Apperley Investments Ltd, Tailwind Investments Ltd and Martina Investments Ltd were landlords to the former Monsoon store on Dublin’s Grafton Street. 
RESAM Cork UC and RESAM Properties Ltd were landlords for the Monsoon store and the Accessorize store, both on Patrick Street, Cork. 
On Tuesday, Mr Justice Denis McDonald found that a UK creditors voluntary arrangement (CVA) was not entitled to be recognised here in relation to both landlords’ lease agreements with Monsoon companies. 
The court heard the total annual rent payable for the Irish stores was €735,000 and the CVA would effect significant reductions in rent for them. 
The Dublin landlords sued Monsoon Accessorize Ltd, the UK parent. The Cork owners also sued Monsoon Accessorize and the Irish arm, Monsoon Accessorize Ireland Ltd (MAIL). 

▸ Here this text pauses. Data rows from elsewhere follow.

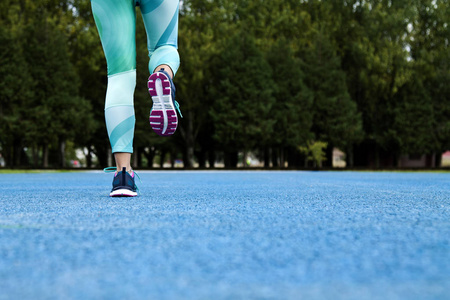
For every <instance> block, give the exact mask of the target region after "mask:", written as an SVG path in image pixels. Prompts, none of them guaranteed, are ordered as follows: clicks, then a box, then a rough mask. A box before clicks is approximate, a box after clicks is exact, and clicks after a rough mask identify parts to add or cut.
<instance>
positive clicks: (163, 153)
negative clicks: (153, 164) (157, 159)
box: [159, 151, 167, 169]
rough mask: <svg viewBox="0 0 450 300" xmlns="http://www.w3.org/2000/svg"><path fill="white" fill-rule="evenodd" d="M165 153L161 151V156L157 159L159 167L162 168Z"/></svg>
mask: <svg viewBox="0 0 450 300" xmlns="http://www.w3.org/2000/svg"><path fill="white" fill-rule="evenodd" d="M166 153H167V152H166V151H161V156H160V157H159V167H160V168H161V169H162V168H164V158H165V156H166Z"/></svg>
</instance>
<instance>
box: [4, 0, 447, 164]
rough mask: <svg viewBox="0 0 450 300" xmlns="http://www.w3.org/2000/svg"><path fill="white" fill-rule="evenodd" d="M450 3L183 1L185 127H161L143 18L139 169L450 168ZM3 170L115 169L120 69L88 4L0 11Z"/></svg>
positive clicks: (39, 6) (202, 0)
mask: <svg viewBox="0 0 450 300" xmlns="http://www.w3.org/2000/svg"><path fill="white" fill-rule="evenodd" d="M449 21H450V5H449V3H448V1H447V0H432V1H417V0H408V1H401V0H399V1H383V0H379V1H376V0H372V1H335V0H329V1H318V0H311V1H302V0H296V1H292V0H233V1H231V0H219V1H216V0H191V1H188V0H185V1H181V6H180V19H179V52H180V56H181V67H180V70H179V72H178V74H177V76H176V77H175V85H176V87H177V101H178V102H179V103H180V105H181V111H182V113H183V116H184V118H183V119H180V124H179V128H178V130H177V132H176V134H175V135H174V136H172V137H170V138H162V137H159V136H157V135H156V134H155V133H153V131H152V130H151V128H150V126H149V124H148V115H149V111H150V108H151V99H150V96H149V95H148V92H147V88H146V82H147V78H148V76H149V71H148V53H147V47H146V35H145V30H144V27H143V23H142V18H141V16H140V12H139V8H137V33H136V43H137V52H138V53H137V72H138V78H137V87H136V92H135V110H136V119H137V123H136V132H135V140H134V151H135V152H134V155H133V162H132V164H133V166H134V167H135V168H144V169H150V168H162V167H165V168H222V167H225V168H235V167H241V168H262V167H264V168H276V169H278V168H331V167H334V168H344V167H345V168H409V167H419V168H420V167H423V168H434V167H445V166H449V165H450V152H446V151H447V150H449V149H450V99H449V96H450V84H449V83H450V72H449V61H450V52H449V37H450V28H449ZM0 78H1V79H0V167H3V168H101V167H106V166H111V165H112V162H113V160H112V155H111V150H110V144H109V141H108V136H107V131H106V127H105V121H104V99H105V93H106V61H105V58H104V54H103V51H102V48H101V44H100V39H99V37H98V33H97V29H96V27H95V24H94V19H93V17H92V14H91V9H90V1H88V0H59V1H56V0H19V1H17V0H14V1H13V0H2V1H1V2H0Z"/></svg>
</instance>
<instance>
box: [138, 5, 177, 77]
mask: <svg viewBox="0 0 450 300" xmlns="http://www.w3.org/2000/svg"><path fill="white" fill-rule="evenodd" d="M139 5H140V8H141V12H142V18H143V19H144V25H145V30H146V32H147V47H148V53H149V57H150V62H149V71H150V74H151V73H153V72H155V71H157V70H158V69H160V68H161V66H163V65H166V66H168V67H169V68H167V67H166V68H164V69H165V71H166V72H168V73H169V75H171V77H173V76H174V75H175V74H176V72H177V70H178V67H179V66H180V56H179V54H178V50H177V48H178V7H179V1H178V0H140V1H139Z"/></svg>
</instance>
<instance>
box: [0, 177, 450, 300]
mask: <svg viewBox="0 0 450 300" xmlns="http://www.w3.org/2000/svg"><path fill="white" fill-rule="evenodd" d="M140 176H141V178H142V183H141V184H139V187H140V190H141V194H142V195H141V196H140V197H137V198H113V199H111V198H109V197H108V193H109V191H110V186H111V181H112V175H111V174H103V173H100V172H80V173H39V174H30V173H26V174H25V173H24V174H0V299H83V300H84V299H213V300H219V299H358V300H360V299H380V300H381V299H383V300H384V299H408V300H411V299H450V174H449V173H383V172H379V173H371V172H225V171H224V172H141V173H140Z"/></svg>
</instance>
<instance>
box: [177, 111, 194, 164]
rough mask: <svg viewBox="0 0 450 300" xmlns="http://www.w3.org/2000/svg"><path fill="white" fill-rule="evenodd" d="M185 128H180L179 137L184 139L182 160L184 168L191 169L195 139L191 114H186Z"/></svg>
mask: <svg viewBox="0 0 450 300" xmlns="http://www.w3.org/2000/svg"><path fill="white" fill-rule="evenodd" d="M186 119H187V122H186V123H187V128H184V127H181V126H180V132H181V136H182V137H183V138H184V142H185V143H186V149H185V155H183V156H184V157H185V159H184V167H185V168H188V169H190V168H192V167H193V166H194V147H195V138H194V124H193V121H192V119H193V118H192V112H190V111H188V112H187V118H186Z"/></svg>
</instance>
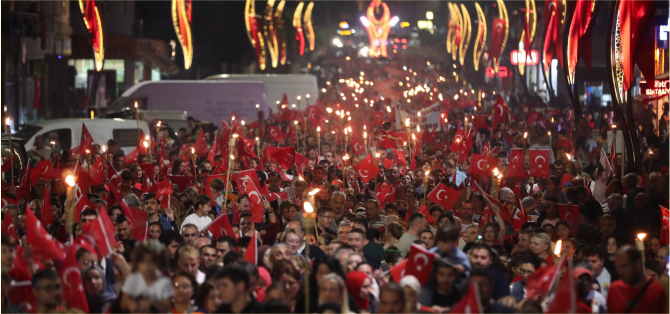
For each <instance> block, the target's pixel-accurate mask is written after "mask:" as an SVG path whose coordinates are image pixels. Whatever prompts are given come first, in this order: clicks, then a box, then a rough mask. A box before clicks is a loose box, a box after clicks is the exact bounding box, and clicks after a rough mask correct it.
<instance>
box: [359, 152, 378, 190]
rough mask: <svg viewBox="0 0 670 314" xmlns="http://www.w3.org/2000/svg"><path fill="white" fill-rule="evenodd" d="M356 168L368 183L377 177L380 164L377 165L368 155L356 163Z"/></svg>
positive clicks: (362, 179) (363, 179)
mask: <svg viewBox="0 0 670 314" xmlns="http://www.w3.org/2000/svg"><path fill="white" fill-rule="evenodd" d="M354 169H355V170H356V173H357V174H358V176H360V177H361V180H363V183H368V182H370V180H372V179H374V178H376V177H377V174H378V173H379V171H380V170H379V166H377V165H376V164H375V163H374V162H373V161H372V158H371V157H370V155H368V156H367V157H366V158H365V159H363V160H362V161H361V162H359V163H357V164H355V165H354Z"/></svg>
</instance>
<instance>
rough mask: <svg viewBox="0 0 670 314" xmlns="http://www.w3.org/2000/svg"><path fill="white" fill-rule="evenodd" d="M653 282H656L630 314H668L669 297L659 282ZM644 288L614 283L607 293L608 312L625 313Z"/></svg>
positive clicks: (611, 285) (611, 286) (622, 283)
mask: <svg viewBox="0 0 670 314" xmlns="http://www.w3.org/2000/svg"><path fill="white" fill-rule="evenodd" d="M652 280H654V282H652V283H651V284H650V285H649V287H648V288H647V291H645V292H644V294H643V295H642V296H641V297H640V299H639V300H638V302H637V305H636V306H635V307H634V308H633V309H632V310H631V311H630V313H667V304H668V295H667V294H666V293H664V292H663V288H662V287H661V285H660V284H659V283H658V281H657V280H655V279H652ZM642 287H644V286H640V287H637V288H631V287H629V286H628V285H627V284H625V283H624V282H623V281H621V280H617V281H615V282H613V283H612V284H611V285H610V288H609V290H608V291H607V312H609V313H625V312H626V309H628V305H629V304H630V303H631V302H633V300H635V298H636V297H637V296H638V294H640V291H641V290H642Z"/></svg>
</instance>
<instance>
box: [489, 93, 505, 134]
mask: <svg viewBox="0 0 670 314" xmlns="http://www.w3.org/2000/svg"><path fill="white" fill-rule="evenodd" d="M506 116H507V104H506V103H505V100H504V99H503V98H502V96H500V94H498V99H496V103H495V105H494V111H493V123H491V127H493V128H497V127H498V124H500V123H504V122H505V117H506Z"/></svg>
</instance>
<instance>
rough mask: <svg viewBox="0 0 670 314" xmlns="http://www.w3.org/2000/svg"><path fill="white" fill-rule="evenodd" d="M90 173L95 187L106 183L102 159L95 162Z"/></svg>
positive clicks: (91, 167) (89, 174) (96, 160)
mask: <svg viewBox="0 0 670 314" xmlns="http://www.w3.org/2000/svg"><path fill="white" fill-rule="evenodd" d="M152 171H153V169H152ZM88 173H89V176H90V177H91V183H92V184H93V185H94V186H99V185H100V184H101V183H103V182H105V167H104V164H103V160H102V158H98V159H96V160H95V162H94V163H93V165H92V166H91V168H90V169H88Z"/></svg>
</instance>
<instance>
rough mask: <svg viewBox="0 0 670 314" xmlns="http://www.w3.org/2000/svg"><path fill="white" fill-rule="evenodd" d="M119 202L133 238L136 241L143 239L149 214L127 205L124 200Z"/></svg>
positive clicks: (146, 230)
mask: <svg viewBox="0 0 670 314" xmlns="http://www.w3.org/2000/svg"><path fill="white" fill-rule="evenodd" d="M119 204H121V211H123V215H124V216H126V220H128V224H129V225H130V228H131V230H132V231H133V235H134V236H135V239H136V240H138V241H142V240H144V239H145V237H146V235H147V227H148V226H147V221H148V219H149V214H148V213H147V212H145V211H143V210H141V209H139V208H134V207H130V206H128V205H127V204H126V202H125V201H120V202H119Z"/></svg>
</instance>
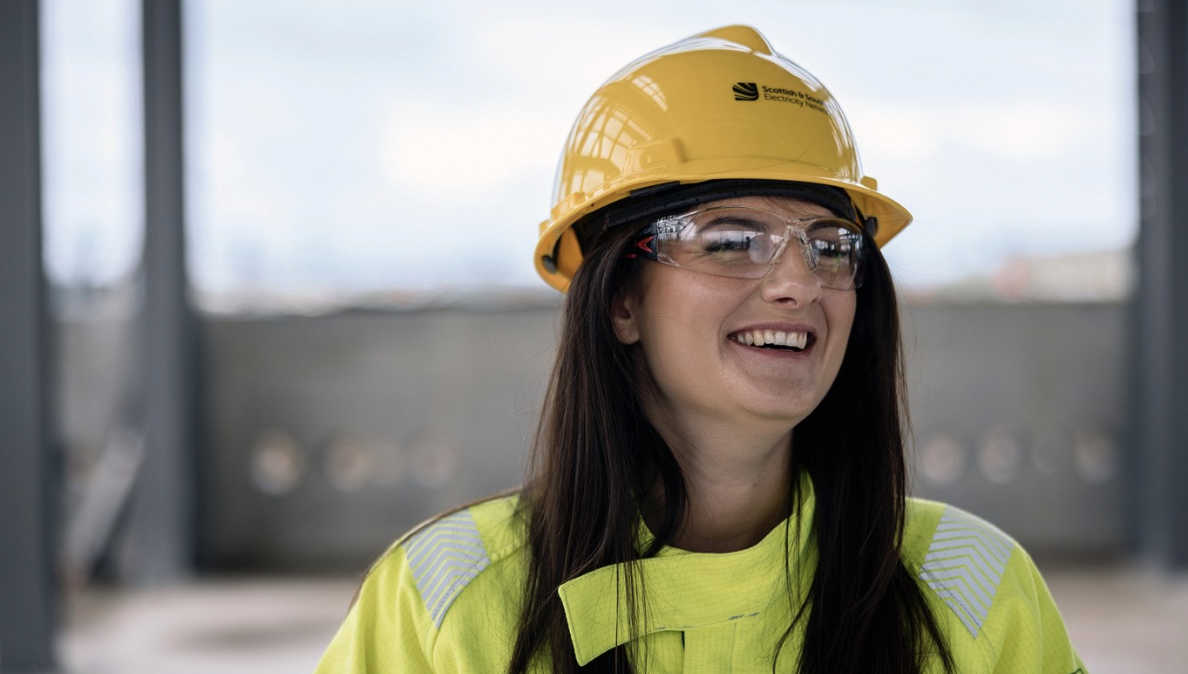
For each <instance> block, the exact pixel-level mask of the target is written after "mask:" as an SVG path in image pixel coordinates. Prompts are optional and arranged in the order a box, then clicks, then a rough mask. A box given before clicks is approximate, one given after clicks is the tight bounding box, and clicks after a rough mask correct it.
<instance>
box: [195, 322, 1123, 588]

The Irish arm went into liquidation while the UK parent was placed in administration and later bought out by one of its owners. 
The Irish landlords sought a declaration that their Irish leases were unaffected by the CVA – approved in July last year in the UK by 84 per cent of Monsoon creditors – and that the leases continue in full force. 
They alternatively sought a declaration that the CVA, insofar as it purported to modify their leases, was not entitled to be recognised in this State on grounds it would be manifestly contrary to public policy. 
This, it was claimed, was in accordance with a 2015 EU regulation, the Recast Insolvency Regulation, which determines the proper jurisdiction for insolvency proceedings and applicable law requiring mandatory recognition in other EU member states. 
The Monsoon defendants opposed the application on a number of grounds including that the Irish landlords could have attended the meeting where the CVA was approved by 84 per cent. 
Both cases were heard together before Mr Justice McDonald last May who reserved his decision. The following month, he was told of the UK administration move and the Irish liquidation had since taken place. 
Notwithstanding that, the judge was asked to complete his judgment because it would assist in quantification of claims to be made by the Cork and Dublin landlords in the administration and liquidation processes. 
On Tuesday, the judge said the possibility that the CVA could have been challenged before the English courts was not sufficient to displaced his conclusion that there was a fundamental failure to provide an appropriate opportunity to the Irish landlords to make representations to UK creditors meeting which made a decision which would have significant effects on their property rights. 
While great respect must be paid to another EU member’s legal system, he had to conclude the procedural unfairness and outcome of the CVA process against the Irish landlords would violate fundamental principles of the State under the EU regulation. 
Irish leases 
He granted a declaration that, under the EU insolvency regulation, the CVA was not entitled to be recognised or enforced here insofar as it purported to effect any variations to the Irish leases. To do so would be manifestly contrary to public policy, he said. 
He also granted a declaration that the lease obligations of the MAIL company under a licence agreement it had with the Monsoon company, were not discharged, or in any way lessened or affected, by the CVA. 
Costs will be decided later if there is no agreement between the parties, he said.